My regular readers have probably noticed that I have been on an extensive underwater photography binge in the last year. I’ve always said that I aspire to shoot mostly underwater subjects, and am happy that most of my 2012 trips will be at or below the surface. So sticking with that theme, here is another underwater image from my December trip to the National Park of American Samoa. I spent a week at the Vaoto Lodge on Ofu Island and had this idyllic beach setting all to myself each day. This is my favorite over-under image from all the time that I spent in the water. I really like how the coral rubble in the sandy bottom leads the viewer’s eye directly into the jagged peaks. I created this image with my Canon 5DmkII and 17-40mm f4 lens with a B+W +2 graduated neutral density filter inside my Aquatech 5DmkII housing with an Aquatech 8″ dome port. This image is a single-exposure which required a minimal amount of processing using Aperture 3 and Photoshop CS5.
I spent much of my visit to the US National Park of American Samoa on Ofu Island photographing over-underwater split images. This is one of my favorites. I like the coral reef with the refracted light dancing across the sandy bottom below with the dramatic scenery and clouds above. There are even a few tropical fish visible in the original, though, I doubt any of my readers will be able to see them at this resolution. Creating an image like this required a lot of trial and error. Waves were constantly washing over the front of my dome, so I had to remove the water drops with a hand towel which I kept underneath a ballcap on my head. I’m glad that I had the whole beach to myself as I must have looked like a dork, but it got the job done. It was also really hot. Most of the Samoans stayed in the shade during the hottest part of the day, but I was out there swimming with my camera under the intense sun getting thoroughly sunburned. But it was fun. I created this image with my Canon 5DmkII and 17-40mm f4 lens with a B+W +2 graduated neutral density filter inside my Aquatech 5DmkII housing with a Aquatech 8″ dome port. This image is a single-exposure which required a minimal amount of processing using Aperture 3 and Photoshop CS5.
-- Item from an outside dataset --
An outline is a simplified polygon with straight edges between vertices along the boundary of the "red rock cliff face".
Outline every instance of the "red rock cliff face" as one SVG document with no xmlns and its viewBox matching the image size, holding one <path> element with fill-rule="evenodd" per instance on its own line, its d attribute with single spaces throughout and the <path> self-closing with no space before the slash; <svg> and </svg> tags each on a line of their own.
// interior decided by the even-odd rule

Since I returned home last week, I have not had a lot of time to edit my new images, but this one is definitely worth sharing. I photographed this dramatic sunset while visiting the US National Park of American Samoa on Ofu Island last month. It took a lot of effort to travel this out-of-the-way tropical destination, which was part of the charm, but also explains why it is the least visited of the US National Parks. I stayed at the Vaoto Lodge where Jim, Ben, & Marge were delightful hosts. Other than the 2 researchers who were doing coral studies, I had the entire stretch of beach in the Park all to myself. I photographed a number of brilliant sunrise and sunsets, but this was the most spectacular. As much as I travel, it is still special when the clouds light up with intense color like this. I composed this image by framing the dramatic peaks in the distance with this eroded limestone shelf with waves washing over it in the foreground. I created this image with my Canon 5DmkII, Carl Zeiss 28mm f2 ZE lens, Singh-Ray LB Warming polarizer, and 3-stop Hard Graduated Neutral Density filter. This image is a single-exposure which required minimal processing using Aperture 3 and Photoshop CS5.